Diese Frau lügt, wenn sie behauptet, ich hätt sie wahllos geschlagen. Hab ich nicht. Tu ich nicht. Lehn ich ab, Gewalt gegen Frauen. Logisch vertret ich meine Meinung, ich sag, was ich denk und für richtig halt. Frau Emmrich, jetzt werd ich deutlich, weil Sie mich dazu zwingen, ist eine Prostituierte; sie verkauft sich, Punkt. Die Frau lebt vom Verkauf ihres Körpers und ihrer technischen Fähigkeiten. Man bezahlt, man erhält die bezahlte Leistung.«

»Angenommen, Sie erhalten die Leistung nicht, die Sie bezahlt haben. Was passiert dann? Geld zurück?«

»Ist nicht Ihr Ernst.« Wieder erwartete er eine Reaktion; wieder vergeblich. »Versteh schon, Sie wollen mich testen. Ist Ihr Recht, Sie sind Polizei, Sie haben Ihre Tricks. Also, ich war unzufrieden, hab ihr die Meinung gegeigt. Sie hat eine Weile gebraucht, bis sie sich von meiner Direktheit erholt hatte. Möglich, dass sie kurzfristig die Regeln vergessen hat, kommt vor im Eifer des Gefechts. Anschließend Versöhnung, und weiter ging's, wie vereinbart.«

Ich schlug die grüne Akte auf, blätterte einige Seiten um. Das Gespräch, das ich mit Clara Emmrich am Telefon führte, hatte zwanzig Minuten gedauert; die schriftliche Zusammenfassung passte auf ein Blatt.

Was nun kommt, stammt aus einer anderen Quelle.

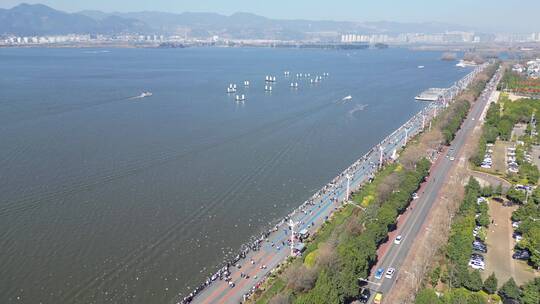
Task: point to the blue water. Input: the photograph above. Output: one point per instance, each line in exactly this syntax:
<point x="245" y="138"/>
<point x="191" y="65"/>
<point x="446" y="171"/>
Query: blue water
<point x="105" y="198"/>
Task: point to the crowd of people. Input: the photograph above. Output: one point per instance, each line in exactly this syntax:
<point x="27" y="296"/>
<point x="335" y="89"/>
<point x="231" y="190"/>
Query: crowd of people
<point x="365" y="167"/>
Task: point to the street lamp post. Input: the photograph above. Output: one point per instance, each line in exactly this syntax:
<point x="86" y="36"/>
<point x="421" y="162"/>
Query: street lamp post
<point x="349" y="177"/>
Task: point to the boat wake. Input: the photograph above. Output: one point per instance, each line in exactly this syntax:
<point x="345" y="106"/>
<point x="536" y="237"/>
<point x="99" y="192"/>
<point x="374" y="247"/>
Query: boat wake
<point x="357" y="108"/>
<point x="142" y="95"/>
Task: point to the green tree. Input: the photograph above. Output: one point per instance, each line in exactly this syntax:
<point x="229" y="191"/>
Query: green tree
<point x="531" y="292"/>
<point x="427" y="296"/>
<point x="498" y="190"/>
<point x="490" y="285"/>
<point x="435" y="274"/>
<point x="476" y="298"/>
<point x="509" y="290"/>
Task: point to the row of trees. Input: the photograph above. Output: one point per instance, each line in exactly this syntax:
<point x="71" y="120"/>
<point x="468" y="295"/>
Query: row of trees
<point x="453" y="119"/>
<point x="459" y="247"/>
<point x="467" y="286"/>
<point x="345" y="249"/>
<point x="500" y="124"/>
<point x="529" y="216"/>
<point x="356" y="247"/>
<point x="527" y="294"/>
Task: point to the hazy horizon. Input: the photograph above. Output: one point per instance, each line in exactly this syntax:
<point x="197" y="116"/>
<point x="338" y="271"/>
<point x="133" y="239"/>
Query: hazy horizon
<point x="482" y="15"/>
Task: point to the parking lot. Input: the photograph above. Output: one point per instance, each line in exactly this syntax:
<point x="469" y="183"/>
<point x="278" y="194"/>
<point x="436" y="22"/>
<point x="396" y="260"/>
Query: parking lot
<point x="500" y="248"/>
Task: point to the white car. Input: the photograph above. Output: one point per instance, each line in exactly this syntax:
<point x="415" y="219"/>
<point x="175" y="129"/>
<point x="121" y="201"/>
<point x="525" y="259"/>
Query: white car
<point x="390" y="273"/>
<point x="477" y="265"/>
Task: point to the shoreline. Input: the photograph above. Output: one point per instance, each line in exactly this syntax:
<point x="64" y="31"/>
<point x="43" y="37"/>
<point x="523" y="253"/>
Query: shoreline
<point x="329" y="195"/>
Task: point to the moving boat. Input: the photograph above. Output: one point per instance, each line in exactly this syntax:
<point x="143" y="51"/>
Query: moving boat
<point x="240" y="97"/>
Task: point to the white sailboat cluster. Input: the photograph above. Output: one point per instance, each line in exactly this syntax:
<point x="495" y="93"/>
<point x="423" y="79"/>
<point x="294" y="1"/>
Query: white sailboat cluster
<point x="231" y="88"/>
<point x="270" y="81"/>
<point x="270" y="78"/>
<point x="240" y="98"/>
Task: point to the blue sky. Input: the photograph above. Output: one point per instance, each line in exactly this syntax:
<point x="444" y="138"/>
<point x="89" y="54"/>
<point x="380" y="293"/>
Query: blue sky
<point x="502" y="15"/>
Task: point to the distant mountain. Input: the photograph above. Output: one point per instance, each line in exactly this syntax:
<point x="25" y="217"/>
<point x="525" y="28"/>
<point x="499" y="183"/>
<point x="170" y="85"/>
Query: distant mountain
<point x="247" y="25"/>
<point x="38" y="19"/>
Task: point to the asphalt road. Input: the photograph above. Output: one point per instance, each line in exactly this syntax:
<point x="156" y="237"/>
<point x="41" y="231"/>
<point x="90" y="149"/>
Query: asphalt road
<point x="310" y="217"/>
<point x="258" y="264"/>
<point x="429" y="195"/>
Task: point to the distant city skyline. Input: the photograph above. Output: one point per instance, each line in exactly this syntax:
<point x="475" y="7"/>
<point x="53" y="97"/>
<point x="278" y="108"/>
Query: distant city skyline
<point x="486" y="15"/>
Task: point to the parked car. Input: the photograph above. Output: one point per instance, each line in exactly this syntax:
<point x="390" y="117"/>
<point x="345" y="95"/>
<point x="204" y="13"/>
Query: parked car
<point x="521" y="255"/>
<point x="477" y="264"/>
<point x="365" y="294"/>
<point x="390" y="273"/>
<point x="378" y="298"/>
<point x="379" y="273"/>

»Striemen am Rücken«, las ich vor. »Verursacht durch Stockschläge, ebenso am Gesäß und an den Beinen. Die Frau war gefesselt, wehrlos. Sie haben auf sie eingeprügelt, weil Sie ihr vorwarfen, sie würde Sie nicht ernst nehmen, sie wäre unfähig, Sie zu stimulieren. Frau Emmrich bat Sie, aufzuhören und sie loszubinden. Das taten Sie nicht. Sie schlugen weiter auf sie ein, bis Ihre Freunde dazwischengingen. Sie haben die Frau missbraucht, Herr Barig.«

»Was genau soll das? Hat sie mich angezeigt, die Frau? Nein. Die Frau lügt, wenn sie den Mund aufmacht; alles, was die Ihnen erzählt hat, sind Hirngespinste. Ich will, dass sie tut, wofür ich sie bezahl, verstehenS? Cash und Action, basta. Von den Märchen dieser Frau will ich nichts wissen.

Ihnen hör ich nicht mehr zu, Sie haben bei mir komplett verspielt. Wir sind fertig. Mich hier zu schikanieren, bringt Ihnen keine Pluspunkte, Sie drehen sich im Kreis, merkenS das nicht?